Multiscale modeling of hydrogen diffusion in iron considering the effect of dislocations
Gonzalo Álvarez, Álvaro Ridruejo, Javier Segurado
TL;DR
This work develops a multiscale framework to predict hydrogen diffusion in BCC-Fe accounting for dislocations by integrating DFT-derived site energies, an object kinetic Monte Carlo (OkMC) lattice model, and a phase-field dislocation solver with FFT-based elasticity. Hydrogen diffusion is characterized through a tensor $\mathbf{D}$ that depends on temperature, external stress, and dislocation content, with rates governed by $\nu_{ij,t}=\nu_{0_{ij}}\exp(-\Delta E_{ij}/(k_B T))$ and a barrier decomposition $E=E_0+\Delta E_\mu+\Delta E_\sigma+\Delta E_{\nabla\sigma}$. The results show that shear stresses induce strong diffusivity anisotropy and that dislocations reduce overall diffusivity by about 30% at room temperature while breaking isotropy, with the maximum diffusion along $[0\,1\,\bar{1}]$ and the minimum along $[1\,1\,1]$. The framework yields a closed-form, stress- and dislocation-dependent diffusivity tensor suitable for upscaling to mesoscale models of hydrogen transport and embrittlement in iron.
Abstract
Modeling hydrogen diffusion and its absorption in traps is a fundamental first step towards the understanding and prediction of hydrogen embrittlement.
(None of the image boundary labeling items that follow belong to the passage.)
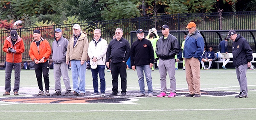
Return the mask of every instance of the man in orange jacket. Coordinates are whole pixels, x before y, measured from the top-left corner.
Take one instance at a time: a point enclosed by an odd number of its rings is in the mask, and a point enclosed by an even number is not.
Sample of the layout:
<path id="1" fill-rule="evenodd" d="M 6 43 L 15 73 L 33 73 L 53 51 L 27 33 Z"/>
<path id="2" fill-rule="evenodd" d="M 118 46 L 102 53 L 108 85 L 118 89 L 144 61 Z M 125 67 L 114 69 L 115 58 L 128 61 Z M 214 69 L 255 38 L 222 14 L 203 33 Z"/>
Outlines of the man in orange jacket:
<path id="1" fill-rule="evenodd" d="M 14 68 L 15 78 L 13 92 L 15 95 L 18 95 L 18 91 L 20 89 L 20 78 L 22 59 L 22 53 L 24 51 L 24 43 L 23 40 L 18 35 L 16 30 L 11 31 L 10 35 L 10 36 L 6 38 L 3 48 L 3 51 L 6 53 L 4 87 L 6 92 L 3 95 L 10 95 L 12 71 L 12 68 Z"/>
<path id="2" fill-rule="evenodd" d="M 44 94 L 43 89 L 42 73 L 44 75 L 45 85 L 45 95 L 49 96 L 49 58 L 52 51 L 48 41 L 41 37 L 41 32 L 35 30 L 33 34 L 34 40 L 30 44 L 29 54 L 31 59 L 35 62 L 35 71 L 40 91 L 38 95 Z"/>

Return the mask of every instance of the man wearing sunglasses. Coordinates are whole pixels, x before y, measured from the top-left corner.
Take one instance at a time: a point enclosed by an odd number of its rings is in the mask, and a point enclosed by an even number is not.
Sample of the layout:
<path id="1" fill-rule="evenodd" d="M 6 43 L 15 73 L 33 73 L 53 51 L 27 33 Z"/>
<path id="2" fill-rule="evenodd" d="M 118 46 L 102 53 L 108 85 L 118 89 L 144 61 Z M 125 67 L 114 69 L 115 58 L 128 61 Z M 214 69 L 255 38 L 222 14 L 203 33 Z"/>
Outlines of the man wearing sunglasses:
<path id="1" fill-rule="evenodd" d="M 176 79 L 175 78 L 175 57 L 180 51 L 180 44 L 177 39 L 169 33 L 169 27 L 163 25 L 160 29 L 163 36 L 157 42 L 156 53 L 159 57 L 158 69 L 160 73 L 161 94 L 157 97 L 166 96 L 166 71 L 170 78 L 171 92 L 169 97 L 176 97 Z"/>
<path id="2" fill-rule="evenodd" d="M 240 86 L 239 95 L 236 98 L 248 97 L 248 89 L 246 70 L 250 67 L 250 61 L 253 60 L 253 50 L 248 41 L 241 34 L 236 34 L 233 30 L 230 30 L 227 34 L 226 39 L 233 41 L 232 54 L 233 54 L 233 65 L 236 67 L 237 80 Z"/>
<path id="3" fill-rule="evenodd" d="M 111 60 L 111 74 L 112 76 L 112 93 L 110 97 L 116 96 L 118 93 L 118 74 L 121 77 L 121 97 L 126 96 L 126 62 L 130 57 L 130 43 L 122 37 L 123 31 L 121 29 L 116 29 L 116 38 L 109 43 L 107 50 L 106 66 L 109 66 Z"/>
<path id="4" fill-rule="evenodd" d="M 186 78 L 189 94 L 185 97 L 199 97 L 200 92 L 200 63 L 204 51 L 204 38 L 195 23 L 190 22 L 186 27 L 189 34 L 186 38 L 183 55 L 185 58 Z"/>

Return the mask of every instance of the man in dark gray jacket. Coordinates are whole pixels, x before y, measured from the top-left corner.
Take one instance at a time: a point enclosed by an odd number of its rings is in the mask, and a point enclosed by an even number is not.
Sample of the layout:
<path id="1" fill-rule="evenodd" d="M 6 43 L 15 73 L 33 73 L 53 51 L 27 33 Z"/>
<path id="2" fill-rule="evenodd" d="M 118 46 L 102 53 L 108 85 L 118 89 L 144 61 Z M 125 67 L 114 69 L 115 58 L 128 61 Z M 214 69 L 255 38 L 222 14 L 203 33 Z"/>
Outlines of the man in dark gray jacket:
<path id="1" fill-rule="evenodd" d="M 66 92 L 63 95 L 70 96 L 71 94 L 71 88 L 70 78 L 68 77 L 68 69 L 66 63 L 66 54 L 68 45 L 68 40 L 62 36 L 62 31 L 56 29 L 54 31 L 56 38 L 52 42 L 52 54 L 53 62 L 53 76 L 55 80 L 55 91 L 52 95 L 61 95 L 61 77 L 63 77 L 63 81 L 66 87 Z"/>
<path id="2" fill-rule="evenodd" d="M 180 44 L 177 39 L 170 34 L 169 27 L 163 25 L 160 28 L 163 35 L 157 42 L 156 53 L 159 57 L 158 69 L 160 73 L 161 94 L 157 97 L 166 96 L 166 71 L 168 72 L 171 84 L 171 93 L 169 97 L 176 97 L 176 79 L 175 78 L 175 56 L 180 51 Z"/>
<path id="3" fill-rule="evenodd" d="M 233 65 L 236 67 L 237 80 L 240 86 L 239 95 L 236 98 L 248 97 L 248 89 L 246 70 L 250 67 L 250 61 L 253 60 L 253 50 L 248 41 L 241 34 L 237 34 L 233 30 L 230 30 L 227 34 L 226 39 L 232 40 L 232 54 Z"/>

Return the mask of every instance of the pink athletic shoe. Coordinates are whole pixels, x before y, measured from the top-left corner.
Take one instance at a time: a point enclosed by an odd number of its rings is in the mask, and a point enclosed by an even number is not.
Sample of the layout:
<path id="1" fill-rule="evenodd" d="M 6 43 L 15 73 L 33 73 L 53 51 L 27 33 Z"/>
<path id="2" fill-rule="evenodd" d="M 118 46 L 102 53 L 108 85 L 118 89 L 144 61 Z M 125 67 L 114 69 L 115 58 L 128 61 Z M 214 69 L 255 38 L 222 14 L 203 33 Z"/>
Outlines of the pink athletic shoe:
<path id="1" fill-rule="evenodd" d="M 176 97 L 176 94 L 173 92 L 171 92 L 170 95 L 168 95 L 168 97 Z"/>
<path id="2" fill-rule="evenodd" d="M 157 97 L 163 97 L 166 96 L 166 94 L 164 92 L 161 92 L 160 94 L 157 95 Z"/>

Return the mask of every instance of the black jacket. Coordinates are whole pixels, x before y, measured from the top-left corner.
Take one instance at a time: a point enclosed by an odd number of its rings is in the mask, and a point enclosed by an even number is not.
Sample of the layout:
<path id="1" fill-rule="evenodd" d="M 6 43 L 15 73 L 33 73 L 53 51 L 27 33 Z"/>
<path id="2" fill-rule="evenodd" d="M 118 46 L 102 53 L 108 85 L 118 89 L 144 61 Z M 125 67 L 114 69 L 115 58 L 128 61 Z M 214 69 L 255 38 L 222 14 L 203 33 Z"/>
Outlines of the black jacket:
<path id="1" fill-rule="evenodd" d="M 116 38 L 111 40 L 107 50 L 106 62 L 111 59 L 112 63 L 117 63 L 124 61 L 127 62 L 130 57 L 130 43 L 126 39 L 122 37 L 119 41 Z"/>
<path id="2" fill-rule="evenodd" d="M 154 49 L 149 40 L 138 39 L 132 43 L 131 49 L 131 66 L 154 63 Z"/>
<path id="3" fill-rule="evenodd" d="M 236 67 L 247 64 L 253 60 L 253 50 L 248 41 L 238 34 L 232 46 L 233 64 Z"/>
<path id="4" fill-rule="evenodd" d="M 169 34 L 166 39 L 160 37 L 157 42 L 156 53 L 162 60 L 174 59 L 175 55 L 180 51 L 180 44 L 177 39 Z"/>

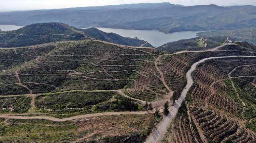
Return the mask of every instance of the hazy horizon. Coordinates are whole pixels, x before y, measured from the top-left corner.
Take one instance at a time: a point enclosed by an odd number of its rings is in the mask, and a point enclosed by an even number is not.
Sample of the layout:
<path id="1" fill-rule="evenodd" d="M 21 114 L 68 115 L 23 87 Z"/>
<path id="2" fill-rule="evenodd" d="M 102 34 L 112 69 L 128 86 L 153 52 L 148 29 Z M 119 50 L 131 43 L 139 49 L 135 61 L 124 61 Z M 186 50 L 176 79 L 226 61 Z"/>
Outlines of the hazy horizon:
<path id="1" fill-rule="evenodd" d="M 1 0 L 3 1 L 3 0 Z M 175 4 L 186 6 L 203 4 L 232 6 L 252 4 L 256 5 L 254 0 L 9 0 L 1 2 L 0 11 L 24 11 L 55 8 L 64 8 L 81 7 L 101 6 L 132 3 L 170 2 Z"/>

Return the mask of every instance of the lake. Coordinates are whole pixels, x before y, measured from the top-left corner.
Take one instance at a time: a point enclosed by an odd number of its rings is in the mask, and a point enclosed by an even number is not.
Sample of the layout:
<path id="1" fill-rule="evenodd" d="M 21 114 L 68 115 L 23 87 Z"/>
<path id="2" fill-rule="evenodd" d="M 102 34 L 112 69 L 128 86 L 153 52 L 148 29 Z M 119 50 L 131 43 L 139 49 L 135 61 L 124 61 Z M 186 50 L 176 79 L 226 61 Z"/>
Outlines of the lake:
<path id="1" fill-rule="evenodd" d="M 0 25 L 0 29 L 2 31 L 17 30 L 23 26 L 17 26 L 15 25 Z"/>
<path id="2" fill-rule="evenodd" d="M 15 30 L 23 26 L 15 25 L 0 25 L 3 31 Z M 126 37 L 133 38 L 147 41 L 154 46 L 158 47 L 169 42 L 196 37 L 197 33 L 203 31 L 184 31 L 165 34 L 158 30 L 140 30 L 96 28 L 105 32 L 113 32 Z"/>
<path id="3" fill-rule="evenodd" d="M 137 36 L 158 47 L 169 42 L 198 37 L 197 33 L 204 31 L 184 31 L 165 34 L 158 30 L 130 30 L 113 28 L 96 28 L 105 32 L 113 32 L 126 37 Z"/>

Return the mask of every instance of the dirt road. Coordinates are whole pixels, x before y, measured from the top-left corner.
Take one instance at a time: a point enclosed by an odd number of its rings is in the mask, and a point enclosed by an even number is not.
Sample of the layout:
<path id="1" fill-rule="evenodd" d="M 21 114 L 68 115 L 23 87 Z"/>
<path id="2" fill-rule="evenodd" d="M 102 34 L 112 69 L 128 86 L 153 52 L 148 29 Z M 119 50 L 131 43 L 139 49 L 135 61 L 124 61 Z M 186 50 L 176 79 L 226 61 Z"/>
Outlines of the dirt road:
<path id="1" fill-rule="evenodd" d="M 232 57 L 256 58 L 256 56 L 230 56 L 223 57 L 211 57 L 205 58 L 194 63 L 191 66 L 189 70 L 187 72 L 186 74 L 187 82 L 187 85 L 182 90 L 180 97 L 177 100 L 177 101 L 176 101 L 175 105 L 174 106 L 171 106 L 169 109 L 170 113 L 167 116 L 165 117 L 165 118 L 164 118 L 162 121 L 156 126 L 156 128 L 151 132 L 145 143 L 160 143 L 161 140 L 163 139 L 165 134 L 166 132 L 167 129 L 169 128 L 172 119 L 177 113 L 179 108 L 181 106 L 182 103 L 186 97 L 187 93 L 194 82 L 191 77 L 191 74 L 196 69 L 197 66 L 199 64 L 210 59 Z"/>
<path id="2" fill-rule="evenodd" d="M 64 122 L 67 121 L 72 120 L 79 119 L 85 118 L 87 118 L 92 117 L 94 117 L 111 115 L 119 115 L 120 114 L 143 114 L 153 113 L 153 112 L 151 111 L 142 111 L 138 112 L 105 112 L 104 113 L 96 113 L 95 114 L 86 114 L 85 115 L 79 115 L 73 116 L 71 117 L 66 118 L 59 119 L 55 117 L 53 117 L 46 116 L 18 116 L 10 115 L 7 114 L 0 115 L 0 118 L 7 119 L 45 119 L 48 120 L 52 121 L 55 122 Z"/>

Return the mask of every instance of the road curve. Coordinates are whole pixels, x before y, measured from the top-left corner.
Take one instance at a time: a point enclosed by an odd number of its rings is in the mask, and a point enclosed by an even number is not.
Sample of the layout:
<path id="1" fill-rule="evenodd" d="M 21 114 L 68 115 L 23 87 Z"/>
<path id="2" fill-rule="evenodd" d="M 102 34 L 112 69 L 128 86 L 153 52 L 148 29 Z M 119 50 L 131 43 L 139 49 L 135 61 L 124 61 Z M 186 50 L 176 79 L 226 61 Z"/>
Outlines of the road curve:
<path id="1" fill-rule="evenodd" d="M 205 58 L 199 61 L 194 63 L 191 66 L 189 70 L 187 72 L 186 77 L 187 78 L 187 85 L 183 89 L 181 93 L 181 96 L 176 102 L 174 106 L 171 106 L 169 109 L 170 113 L 167 116 L 165 116 L 162 121 L 160 122 L 152 130 L 147 139 L 145 143 L 160 143 L 164 137 L 165 134 L 166 132 L 167 129 L 169 127 L 172 119 L 177 113 L 179 108 L 181 106 L 181 104 L 186 97 L 188 90 L 194 83 L 191 77 L 191 74 L 195 71 L 197 66 L 199 64 L 207 60 L 210 59 L 226 58 L 234 57 L 244 57 L 256 58 L 256 56 L 229 56 L 222 57 L 211 57 Z"/>

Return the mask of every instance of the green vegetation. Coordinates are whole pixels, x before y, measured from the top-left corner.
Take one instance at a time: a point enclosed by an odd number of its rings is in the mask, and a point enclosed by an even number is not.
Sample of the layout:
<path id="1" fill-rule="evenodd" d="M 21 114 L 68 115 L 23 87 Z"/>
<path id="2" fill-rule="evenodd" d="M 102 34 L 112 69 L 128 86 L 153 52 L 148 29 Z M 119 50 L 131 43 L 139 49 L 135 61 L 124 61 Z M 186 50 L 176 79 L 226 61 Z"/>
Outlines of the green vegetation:
<path id="1" fill-rule="evenodd" d="M 175 117 L 172 121 L 171 124 L 170 125 L 169 128 L 167 130 L 167 132 L 164 135 L 164 138 L 161 141 L 164 143 L 169 143 L 173 142 L 180 142 L 179 140 L 176 140 L 177 138 L 181 137 L 181 136 L 187 136 L 186 138 L 189 138 L 189 136 L 187 135 L 188 132 L 190 133 L 192 132 L 191 130 L 193 130 L 195 132 L 195 135 L 191 135 L 192 136 L 190 137 L 189 139 L 192 141 L 194 142 L 195 138 L 199 141 L 201 141 L 200 137 L 199 134 L 197 131 L 196 127 L 195 125 L 193 120 L 191 121 L 191 123 L 189 123 L 189 120 L 187 112 L 187 109 L 185 105 L 185 102 L 183 102 L 181 107 L 179 109 L 178 112 L 176 114 Z M 184 119 L 185 118 L 185 119 Z M 182 119 L 185 120 L 185 124 L 183 124 L 183 120 L 182 120 L 182 122 L 180 123 L 180 121 Z M 193 128 L 191 128 L 190 127 L 190 124 L 191 124 L 191 127 Z M 183 129 L 183 126 L 184 126 L 184 128 L 187 129 L 186 130 L 183 131 L 183 130 L 180 130 L 179 127 Z"/>
<path id="2" fill-rule="evenodd" d="M 25 96 L 0 96 L 0 113 L 26 112 L 30 108 L 31 101 L 30 97 Z"/>
<path id="3" fill-rule="evenodd" d="M 0 123 L 0 142 L 70 142 L 78 133 L 73 123 L 44 120 L 8 120 Z"/>
<path id="4" fill-rule="evenodd" d="M 184 50 L 203 50 L 217 47 L 223 43 L 224 37 L 195 38 L 171 42 L 157 47 L 164 51 L 174 53 Z"/>
<path id="5" fill-rule="evenodd" d="M 79 29 L 59 22 L 32 24 L 1 34 L 0 47 L 27 46 L 59 41 L 96 39 L 125 45 L 140 46 L 146 42 L 106 33 L 95 28 Z M 153 47 L 150 44 L 147 45 Z"/>
<path id="6" fill-rule="evenodd" d="M 246 127 L 256 132 L 256 119 L 253 119 L 245 123 Z"/>
<path id="7" fill-rule="evenodd" d="M 36 97 L 35 105 L 38 111 L 61 114 L 93 112 L 93 106 L 104 102 L 116 93 L 113 92 L 71 92 L 42 95 Z M 89 110 L 89 111 L 87 111 Z"/>
<path id="8" fill-rule="evenodd" d="M 136 111 L 142 110 L 140 105 L 134 100 L 117 95 L 113 101 L 107 101 L 96 106 L 96 110 L 98 111 Z"/>
<path id="9" fill-rule="evenodd" d="M 255 27 L 205 32 L 200 33 L 198 35 L 200 36 L 204 37 L 228 37 L 233 41 L 246 41 L 254 44 L 256 43 L 256 28 Z"/>

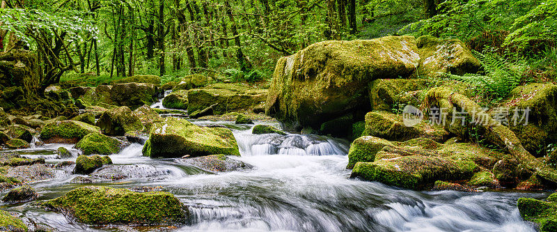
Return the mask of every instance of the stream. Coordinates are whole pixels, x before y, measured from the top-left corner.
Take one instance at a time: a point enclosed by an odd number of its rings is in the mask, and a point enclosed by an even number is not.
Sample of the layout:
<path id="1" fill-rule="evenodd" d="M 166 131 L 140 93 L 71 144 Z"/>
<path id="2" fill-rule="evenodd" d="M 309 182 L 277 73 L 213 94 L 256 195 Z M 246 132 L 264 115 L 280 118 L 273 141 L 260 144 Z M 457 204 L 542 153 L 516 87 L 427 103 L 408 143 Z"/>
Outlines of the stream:
<path id="1" fill-rule="evenodd" d="M 519 197 L 541 199 L 549 194 L 517 192 L 466 193 L 417 192 L 379 183 L 350 179 L 350 144 L 327 137 L 288 134 L 251 134 L 252 125 L 193 121 L 231 128 L 249 171 L 213 173 L 178 159 L 142 156 L 132 144 L 111 158 L 127 178 L 93 183 L 73 183 L 72 167 L 32 185 L 40 200 L 52 199 L 80 186 L 152 187 L 175 194 L 191 212 L 190 223 L 178 231 L 535 231 L 519 215 Z M 265 123 L 279 127 L 278 123 Z M 19 150 L 27 157 L 59 160 L 54 150 L 70 144 L 47 144 Z M 102 172 L 99 170 L 97 172 Z M 93 173 L 95 175 L 95 173 Z M 32 203 L 2 205 L 3 209 L 60 231 L 144 231 L 161 228 L 91 227 Z M 164 228 L 162 228 L 164 229 Z M 157 230 L 159 231 L 159 230 Z"/>

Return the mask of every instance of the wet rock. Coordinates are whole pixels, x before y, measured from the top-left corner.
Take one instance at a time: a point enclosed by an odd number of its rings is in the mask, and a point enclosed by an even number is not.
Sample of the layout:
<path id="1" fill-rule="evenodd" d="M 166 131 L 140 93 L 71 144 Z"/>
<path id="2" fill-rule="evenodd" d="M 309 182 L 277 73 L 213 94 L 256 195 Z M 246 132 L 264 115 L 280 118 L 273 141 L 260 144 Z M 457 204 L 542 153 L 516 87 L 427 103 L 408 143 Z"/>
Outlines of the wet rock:
<path id="1" fill-rule="evenodd" d="M 164 121 L 153 125 L 143 153 L 151 157 L 240 155 L 236 139 L 230 130 L 198 127 L 176 118 L 166 118 Z"/>
<path id="2" fill-rule="evenodd" d="M 267 98 L 266 89 L 252 88 L 240 84 L 214 84 L 205 88 L 189 90 L 187 94 L 189 112 L 213 106 L 214 114 L 251 111 Z"/>
<path id="3" fill-rule="evenodd" d="M 75 144 L 75 147 L 83 151 L 85 155 L 116 154 L 121 150 L 122 146 L 122 142 L 119 140 L 100 133 L 90 133 Z"/>
<path id="4" fill-rule="evenodd" d="M 100 133 L 100 129 L 83 122 L 63 121 L 47 124 L 40 139 L 47 144 L 75 144 L 89 133 Z"/>
<path id="5" fill-rule="evenodd" d="M 520 215 L 540 226 L 540 231 L 557 231 L 557 194 L 549 195 L 546 201 L 521 198 L 517 203 Z"/>
<path id="6" fill-rule="evenodd" d="M 177 91 L 162 100 L 162 105 L 168 109 L 187 109 L 187 91 Z"/>
<path id="7" fill-rule="evenodd" d="M 178 162 L 213 172 L 249 170 L 253 168 L 253 167 L 250 164 L 230 158 L 224 155 L 212 155 L 180 159 Z"/>
<path id="8" fill-rule="evenodd" d="M 235 124 L 253 124 L 253 121 L 245 114 L 240 114 L 236 117 Z"/>
<path id="9" fill-rule="evenodd" d="M 123 136 L 127 132 L 145 130 L 139 118 L 127 107 L 113 108 L 103 112 L 97 122 L 97 126 L 104 134 L 113 136 Z"/>
<path id="10" fill-rule="evenodd" d="M 273 134 L 276 133 L 281 135 L 286 135 L 286 133 L 275 128 L 274 126 L 269 125 L 256 125 L 251 130 L 251 134 Z"/>
<path id="11" fill-rule="evenodd" d="M 10 149 L 23 149 L 31 147 L 29 143 L 23 139 L 12 139 L 6 142 L 6 146 Z"/>
<path id="12" fill-rule="evenodd" d="M 100 156 L 98 155 L 86 156 L 81 155 L 75 160 L 74 173 L 77 174 L 89 174 L 95 169 L 110 164 L 112 164 L 112 160 L 108 156 Z"/>
<path id="13" fill-rule="evenodd" d="M 10 203 L 28 202 L 36 199 L 39 194 L 29 185 L 24 185 L 10 190 L 2 198 L 2 201 Z"/>
<path id="14" fill-rule="evenodd" d="M 89 224 L 182 224 L 187 208 L 170 193 L 138 193 L 125 189 L 83 187 L 43 204 Z M 114 212 L 118 212 L 114 214 Z"/>

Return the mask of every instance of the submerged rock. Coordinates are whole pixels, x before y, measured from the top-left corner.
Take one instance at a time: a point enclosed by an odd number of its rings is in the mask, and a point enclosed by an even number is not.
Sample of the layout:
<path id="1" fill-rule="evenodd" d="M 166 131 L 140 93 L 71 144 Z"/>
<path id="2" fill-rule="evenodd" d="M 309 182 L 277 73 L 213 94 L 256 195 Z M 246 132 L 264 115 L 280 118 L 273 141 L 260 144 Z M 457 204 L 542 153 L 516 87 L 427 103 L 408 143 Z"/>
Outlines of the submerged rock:
<path id="1" fill-rule="evenodd" d="M 43 206 L 95 225 L 176 225 L 185 224 L 187 208 L 170 193 L 138 193 L 125 189 L 83 187 Z"/>
<path id="2" fill-rule="evenodd" d="M 39 194 L 29 185 L 24 185 L 10 190 L 2 198 L 2 201 L 8 203 L 21 203 L 35 200 Z"/>
<path id="3" fill-rule="evenodd" d="M 75 144 L 89 133 L 100 133 L 100 129 L 83 122 L 63 121 L 47 124 L 40 139 L 47 144 Z"/>
<path id="4" fill-rule="evenodd" d="M 85 155 L 91 154 L 111 155 L 118 153 L 122 142 L 100 133 L 90 133 L 79 141 L 75 147 Z"/>
<path id="5" fill-rule="evenodd" d="M 166 118 L 153 125 L 143 153 L 151 157 L 240 155 L 236 139 L 230 130 L 198 127 L 176 118 Z"/>
<path id="6" fill-rule="evenodd" d="M 74 173 L 77 174 L 89 174 L 95 169 L 105 164 L 112 164 L 112 160 L 108 156 L 100 156 L 98 155 L 86 156 L 81 155 L 75 160 Z"/>
<path id="7" fill-rule="evenodd" d="M 557 194 L 552 194 L 547 201 L 521 198 L 517 204 L 520 215 L 540 226 L 540 231 L 557 231 Z"/>

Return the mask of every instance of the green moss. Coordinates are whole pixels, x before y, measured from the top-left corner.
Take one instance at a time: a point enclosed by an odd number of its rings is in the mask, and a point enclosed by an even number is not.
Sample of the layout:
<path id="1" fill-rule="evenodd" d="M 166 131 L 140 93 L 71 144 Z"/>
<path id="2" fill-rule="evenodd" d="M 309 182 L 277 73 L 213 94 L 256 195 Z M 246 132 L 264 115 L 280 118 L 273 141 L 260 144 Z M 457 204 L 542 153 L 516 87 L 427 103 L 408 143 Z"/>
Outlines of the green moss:
<path id="1" fill-rule="evenodd" d="M 98 127 L 77 121 L 63 121 L 47 124 L 40 132 L 43 141 L 53 138 L 72 139 L 79 141 L 89 133 L 100 133 Z"/>
<path id="2" fill-rule="evenodd" d="M 79 155 L 75 160 L 75 169 L 74 173 L 78 174 L 89 174 L 105 164 L 112 164 L 112 160 L 108 156 L 100 156 L 95 155 L 93 156 Z"/>
<path id="3" fill-rule="evenodd" d="M 21 219 L 12 216 L 8 212 L 0 210 L 0 230 L 27 231 L 29 229 Z"/>
<path id="4" fill-rule="evenodd" d="M 145 130 L 139 118 L 127 107 L 111 109 L 103 112 L 97 125 L 104 134 L 114 136 Z"/>
<path id="5" fill-rule="evenodd" d="M 185 119 L 166 118 L 153 125 L 143 155 L 180 157 L 215 154 L 240 155 L 236 139 L 225 128 L 202 127 Z"/>
<path id="6" fill-rule="evenodd" d="M 555 197 L 548 199 L 553 200 Z M 517 203 L 520 215 L 524 219 L 540 225 L 540 231 L 557 231 L 557 203 L 554 201 L 542 201 L 533 199 L 521 198 Z"/>
<path id="7" fill-rule="evenodd" d="M 251 130 L 251 134 L 273 134 L 276 133 L 281 135 L 286 135 L 286 133 L 275 128 L 272 125 L 256 125 Z"/>
<path id="8" fill-rule="evenodd" d="M 162 100 L 162 105 L 168 109 L 187 109 L 187 91 L 177 91 Z"/>
<path id="9" fill-rule="evenodd" d="M 185 224 L 187 208 L 168 192 L 138 193 L 125 189 L 84 187 L 47 201 L 44 206 L 68 212 L 89 224 Z"/>
<path id="10" fill-rule="evenodd" d="M 75 147 L 83 151 L 85 155 L 91 154 L 111 155 L 118 153 L 122 143 L 100 133 L 91 133 L 86 135 Z"/>
<path id="11" fill-rule="evenodd" d="M 29 143 L 23 139 L 12 139 L 6 142 L 6 146 L 10 149 L 22 149 L 31 147 Z"/>

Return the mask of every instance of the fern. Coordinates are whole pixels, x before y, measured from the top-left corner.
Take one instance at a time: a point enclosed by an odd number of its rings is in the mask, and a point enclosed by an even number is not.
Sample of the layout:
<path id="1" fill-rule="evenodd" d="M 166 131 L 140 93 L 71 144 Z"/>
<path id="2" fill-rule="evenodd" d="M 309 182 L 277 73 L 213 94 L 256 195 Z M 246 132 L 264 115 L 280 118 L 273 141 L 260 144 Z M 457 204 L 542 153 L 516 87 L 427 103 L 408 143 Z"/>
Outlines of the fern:
<path id="1" fill-rule="evenodd" d="M 448 75 L 449 78 L 483 88 L 494 97 L 504 98 L 520 84 L 519 72 L 494 52 L 472 51 L 480 61 L 485 75 L 467 74 L 464 76 Z"/>

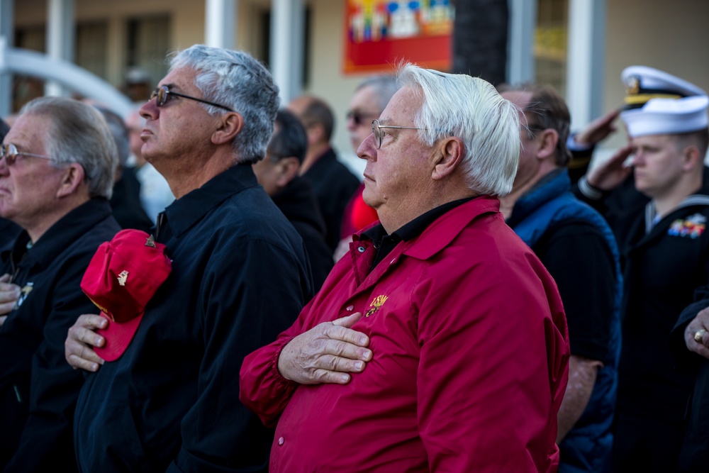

In this study, a multiscale approach which includes DFT simulations, OkMC, and phase-field dislocations, is developed to study the movement of hydrogen atoms in alpha-iron crystals containing dislocations. At the nanoscale the interaction energies of hydrogen on different sites of the iron lattice are studied using DFT. At the microscale, this information is used to feed a lattice object kinetic Monte Carlo code (OKMC) which aims to evolve the arrangement of a large set of hydrogen atoms into the iron lattice considering point defects and the presence of dislocations. At the continuum level, an array of dislocations is introduced using a phase-field approach to accurately consider their elastic fields and core regions. The OKMC model includes both the chemical energies of H and vacancies and the elastic interactions between these point defects and the dislocations. The elastic interaction is obtained by an FFT-based approach which allows a very efficient computation of the elastic microfields created by the defects in an anisotropic medium. The framework has been used to obtain the diffusivity tensor of hydrogen as a function of the external stress state, temperature, and the presence of dislocations. It has been found that dislocations strongly affect the diffusivity tensor by breaking its isotropy and reducing its value by the effect of the microstresses around the dislocations.